Wenig Begeisterung bringen die Schul-Gewerkschaften dem Bemühen Fellers entgegen. Auch deren Vorgängerinnen „wollten mit mehr oder weniger pfiffigen Kampagnen das Nachwuchsproblem an Schulen lösen. Viel Erfolg hatten sie damit indes nicht“, sagt Sabine Mistler, Vorsitzende des Philologenverbandes in NRW. Mehr als 7000 Stellen für Lehrer seien derzeit in NRW nicht besetzt. „Gute und attraktive Arbeitsbedingungen sind der Schlüssel, um den Lehrkräftemangel nachhaltig zu beheben“, sagt Mistler. Derzeit arbeiten viele „am Rande der Erschöpfung“.

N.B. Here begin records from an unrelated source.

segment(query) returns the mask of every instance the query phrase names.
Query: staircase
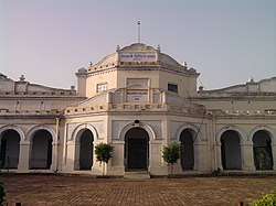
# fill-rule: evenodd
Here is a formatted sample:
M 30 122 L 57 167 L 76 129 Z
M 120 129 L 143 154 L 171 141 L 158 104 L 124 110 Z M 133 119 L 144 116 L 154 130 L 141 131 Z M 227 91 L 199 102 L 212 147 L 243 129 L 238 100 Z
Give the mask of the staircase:
M 131 172 L 125 172 L 124 177 L 131 180 L 149 180 L 150 175 L 148 171 L 131 171 Z

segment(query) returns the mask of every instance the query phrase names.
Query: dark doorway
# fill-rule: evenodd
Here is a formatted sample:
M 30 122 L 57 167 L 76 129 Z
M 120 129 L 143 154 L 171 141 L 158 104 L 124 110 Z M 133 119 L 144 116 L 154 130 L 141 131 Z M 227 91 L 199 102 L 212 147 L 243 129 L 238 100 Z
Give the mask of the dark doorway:
M 1 138 L 0 163 L 4 169 L 17 169 L 19 163 L 20 135 L 15 130 L 7 130 Z
M 125 159 L 127 170 L 147 170 L 149 159 L 149 137 L 146 130 L 132 128 L 125 137 Z
M 79 140 L 79 170 L 91 170 L 93 166 L 93 133 L 86 129 Z
M 223 170 L 241 170 L 240 134 L 234 130 L 225 131 L 221 137 L 221 143 Z
M 32 138 L 30 169 L 46 169 L 52 164 L 52 134 L 46 130 L 39 130 Z
M 272 139 L 267 131 L 259 130 L 253 135 L 254 164 L 256 170 L 273 170 Z
M 194 166 L 194 150 L 193 150 L 193 130 L 185 129 L 180 134 L 180 161 L 182 170 L 193 170 Z

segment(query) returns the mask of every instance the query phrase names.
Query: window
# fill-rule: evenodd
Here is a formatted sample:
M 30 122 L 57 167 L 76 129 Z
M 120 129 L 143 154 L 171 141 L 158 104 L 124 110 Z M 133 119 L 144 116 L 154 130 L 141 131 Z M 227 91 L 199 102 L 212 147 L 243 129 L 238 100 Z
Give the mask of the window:
M 178 93 L 178 85 L 176 84 L 168 84 L 168 90 L 171 93 Z
M 149 86 L 149 78 L 127 78 L 127 86 L 135 84 Z
M 107 83 L 97 84 L 97 93 L 107 90 Z

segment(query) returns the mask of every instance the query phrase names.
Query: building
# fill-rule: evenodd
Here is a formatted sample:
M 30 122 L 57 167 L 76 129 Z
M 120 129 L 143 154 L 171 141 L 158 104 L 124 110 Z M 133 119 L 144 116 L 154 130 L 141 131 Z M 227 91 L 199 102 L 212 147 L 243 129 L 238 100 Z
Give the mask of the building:
M 276 77 L 216 90 L 199 73 L 135 43 L 79 68 L 77 90 L 0 75 L 3 171 L 102 174 L 94 148 L 112 142 L 109 175 L 167 175 L 162 147 L 181 143 L 176 174 L 276 171 Z

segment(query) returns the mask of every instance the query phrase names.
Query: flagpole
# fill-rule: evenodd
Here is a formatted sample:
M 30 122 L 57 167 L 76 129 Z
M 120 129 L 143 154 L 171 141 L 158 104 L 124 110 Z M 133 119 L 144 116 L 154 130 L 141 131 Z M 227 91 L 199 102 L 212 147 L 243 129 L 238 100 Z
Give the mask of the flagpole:
M 141 37 L 141 31 L 140 31 L 140 21 L 137 22 L 138 25 L 138 43 L 140 43 L 140 37 Z

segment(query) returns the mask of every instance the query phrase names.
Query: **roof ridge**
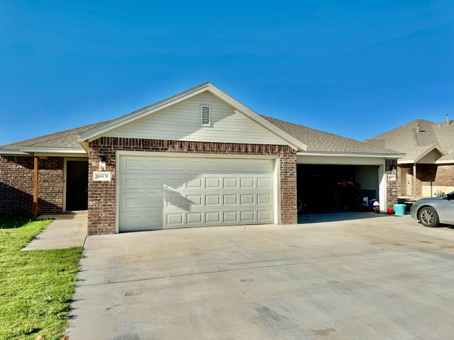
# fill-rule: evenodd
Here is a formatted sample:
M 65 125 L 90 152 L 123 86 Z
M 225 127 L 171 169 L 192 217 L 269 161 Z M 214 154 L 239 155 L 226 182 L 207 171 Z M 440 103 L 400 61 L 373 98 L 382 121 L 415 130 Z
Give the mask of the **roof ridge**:
M 345 137 L 345 136 L 340 136 L 340 135 L 336 135 L 335 133 L 332 133 L 331 132 L 327 132 L 326 131 L 323 131 L 323 130 L 318 130 L 317 129 L 314 129 L 314 128 L 313 128 L 312 127 L 309 127 L 308 126 L 305 126 L 304 125 L 301 125 L 300 124 L 296 124 L 295 123 L 291 123 L 291 122 L 290 121 L 283 121 L 283 120 L 282 120 L 281 119 L 278 119 L 277 118 L 274 118 L 273 117 L 269 117 L 268 116 L 265 116 L 264 115 L 261 115 L 261 116 L 262 116 L 262 117 L 264 117 L 265 118 L 271 118 L 271 119 L 274 119 L 275 120 L 279 121 L 281 121 L 283 123 L 286 123 L 286 124 L 291 124 L 292 125 L 295 125 L 295 126 L 302 126 L 302 127 L 304 127 L 304 128 L 306 128 L 306 129 L 310 129 L 311 130 L 313 130 L 314 131 L 318 131 L 318 132 L 322 132 L 323 133 L 326 133 L 327 135 L 331 135 L 331 136 L 335 136 L 336 137 L 340 137 L 341 138 L 344 138 L 344 139 L 348 140 L 349 141 L 352 141 L 356 142 L 356 143 L 359 143 L 360 144 L 365 144 L 366 145 L 369 145 L 369 144 L 368 144 L 368 143 L 366 143 L 365 142 L 361 141 L 358 141 L 358 140 L 356 140 L 356 139 L 353 139 L 353 138 L 349 138 L 348 137 Z M 390 149 L 386 149 L 385 148 L 382 148 L 381 146 L 376 146 L 376 145 L 374 146 L 375 147 L 380 148 L 380 149 L 382 149 L 384 151 L 390 151 L 391 152 L 397 152 L 395 150 L 390 150 Z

Die Vorsitzende der GEW NRW, Ayla Çelik findet es „gut, dass diese Werbekampagne an unterschiedliche Beschäftigtengruppen adressiert ist“, bei den Arbeitsbedingungen bleibe aber Luft nach oben. „Denn Lernen und Lehren bauen auf einer persönlichen Beziehung auf und dafür braucht es genügend zeitliche und personelle Ressourcen.“ Dazu gehöre nicht das „Ablehnen voraussetzungsloser Teilzeit“.
Lehrer NRW findet die Kampagne immerhin „authentisch und seriös“. Schon deshalb hebe sie sich „wohltuend von der missratenen Werbekampagne der Vorgängerregierung ab, die 2018 mit anbiederndem Jugendsprech vergeblich versucht hatte, junge Menschen für den Lehrberuf zu begeistern“, wie der Vorsitzende Sven Christoffer sagt. Aber: „Das eigentliche Problem ist, dass wir überhaupt eine Werbekampagne brauchen.“ Er fordert angemessene Besoldung, kleinere Klassen, eine „zeitgemäße Ausstattung von Klassen- und Lehrerzimmern, weniger Bürokratismus und bessere Vereinbarkeit von Familie und Beruf.“ Die schulpolitische Sprecherin der SPD, Dilek Engin, mahnt darüber hinaus „strukturelle Veränderungen“ an wie „die Einführung moderner Arbeitszeitmodelle, eine umfassende Lehrplanreform“ oder die Möglichkeit, auch „Ein-Fach-Lehrkräfte einzustellen“.